The Virtual Reality Competence Center, which cost the carmaker about $2.5 million in building and equipment, opened in September in Ulm, Germany. The company uses the technology to tinker with a vehicle's styling and color, study its assembly on a mock factory floor and even take it on a virtual test drive.
Daimler-Benz, which makes Mercedes-Benz vehicles, plans to use virtual techniques at its other research centers worldwide, said project manager Michael Maile of the firm's research and technology center in Palo Alto, Calif. Maile discussed Daimler-Benz's use of the three-dimensional visualization technique Aug. 5 at the University of Michigan Management Briefing Seminars in Traverse City.
``Some day, we'd like to see virtual showrooms [at dealerships] so our customers can view models without the need for extra floor space,'' Maile said.
The same does not hold true for designers. Daimler-Benz has set up 60 workstations at the Ulm center for design teams to tweak a car's look through 3D computer modeling. To look at actual-size vehicle renderings, designers strap on virtual-reality headsets and crystal eyeglasses in a cave-like setting that features 200-degree cylinder projectors sending images from all sides.

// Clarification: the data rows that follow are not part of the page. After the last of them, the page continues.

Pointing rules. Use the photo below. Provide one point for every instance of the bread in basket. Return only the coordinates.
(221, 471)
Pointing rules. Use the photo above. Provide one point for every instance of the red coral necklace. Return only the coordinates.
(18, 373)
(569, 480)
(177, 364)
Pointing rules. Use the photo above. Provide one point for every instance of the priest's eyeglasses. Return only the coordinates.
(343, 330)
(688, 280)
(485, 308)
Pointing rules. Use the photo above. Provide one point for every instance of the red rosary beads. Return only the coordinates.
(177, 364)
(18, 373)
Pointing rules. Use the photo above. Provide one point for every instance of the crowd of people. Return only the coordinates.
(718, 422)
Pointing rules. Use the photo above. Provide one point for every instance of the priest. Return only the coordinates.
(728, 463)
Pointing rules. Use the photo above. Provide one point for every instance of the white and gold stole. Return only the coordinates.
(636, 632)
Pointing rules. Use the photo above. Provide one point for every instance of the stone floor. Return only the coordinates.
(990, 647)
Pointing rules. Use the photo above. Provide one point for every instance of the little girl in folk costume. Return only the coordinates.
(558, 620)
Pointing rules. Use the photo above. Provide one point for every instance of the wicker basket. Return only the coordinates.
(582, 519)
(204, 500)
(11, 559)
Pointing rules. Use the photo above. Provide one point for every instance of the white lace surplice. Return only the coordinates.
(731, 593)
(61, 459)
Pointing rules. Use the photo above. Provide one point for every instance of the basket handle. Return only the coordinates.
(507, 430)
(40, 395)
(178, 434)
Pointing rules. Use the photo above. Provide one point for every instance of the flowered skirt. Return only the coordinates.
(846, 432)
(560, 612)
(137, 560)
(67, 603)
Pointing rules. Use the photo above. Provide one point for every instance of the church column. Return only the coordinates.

The company expects the use of virtual reality partly to replace clay models and other, more tangible prototypes, Maile said. Virtual reality, which uses computer-aided-design techniques to create a simulated environment, can reduce errors and save design time, Maile said.
At the Daimler-Benz facility, designers can adjust details such as the amount of light reflecting from the hood and the installation of a radio. An engineer also can simulate wind-tunnel conditions to check aerodynamic flow.
For the auto industry, only General Motors Corp. has previously announced the use of virtual reality techniques in design, Maile said.